At the last moment he swerved and pulled up hard beside her. His destrier reared, pawing the air. She looked up at him, sea-foam eyes wide, mouth parted. But with excitement, not fear.

She is mad for me,
he thought, and almost smiled. She was his, and he hadn’t even had to use Taliesin’s philter to get her. But she had never once said she loved him. Lust—too many women had come to him out of lust. He wanted more from Arianna.

He dismounted, turning his horse over to a page. Closer to her he could see that she looked tired, with shadows like bruises beneath her eyes and a wan tint to her skin. Nesta had kept her awake throughout the night with a cough.

Nesta … Every time he thought of his daughter he felt a soft warmth, a feeling of coming home. “How is our girl?” he asked. His hand slid beneath the fall of her hair to caress her neck. Arianna reached up and clung to his forearm, twisting her head up and around to smile at him.

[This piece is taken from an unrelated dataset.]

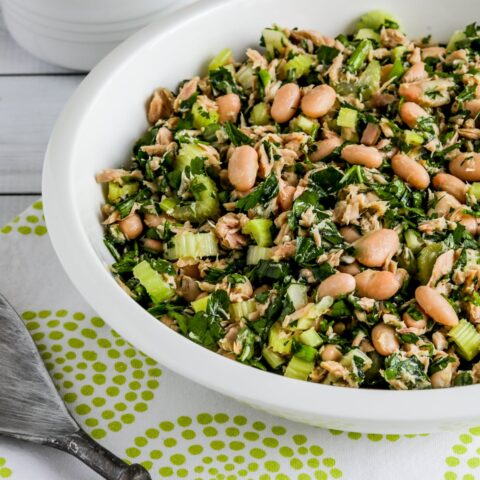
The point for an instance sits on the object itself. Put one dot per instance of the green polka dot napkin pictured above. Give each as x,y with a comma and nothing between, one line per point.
176,428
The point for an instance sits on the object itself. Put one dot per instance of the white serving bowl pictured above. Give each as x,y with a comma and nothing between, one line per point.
97,130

Her smile was sweet. The warmth within him swelled, cocooning his heart, so that he had to blink a wetness from his eyes.

“Sleeping peacefully,” Arianna said. “I gave her a bit of ale and mustard seed and put a poultice of burdock on her chest.” She pointed toward the head of the lists. “Look, Rhodri is about to tilt now. How is he doing? Will he make a good knight?”

“He’s strong. A bit reckless, but he’ll grow out of that. He’s got the Gwynedd guts.” He saw that his words pleased her, and he smiled.

Rhodri caught Arianna’s eyes and waved, grinning. He
buckled his helm, hefted his lance, and spurred his horse into a gallop toward the quintain.

The quintain was dressed up like an infidel, but with a hole in his chest. The object was to put the lance through the hole. If a rider hit the quintain anywhere else it would spin around, thwacking him off his horse.

Rhodri struck a good solid blow, but he hit the mannikin smack on its right shoulder. He tried to duck but the quintain spun, catching him on the back, and sent him flying into the mud.

Taliesin, who had been sitting on the fence, hooted and cackled and slapped his knee. “You’re dead, Gwynedd!” he jeered. “Killed by old Quinty the Infidel, a better man than thee.”

Rhodri pushed himself onto his outstretched arms, shaking mud out his eyes. He was so covered with slime he looked like a tarred scarecrow.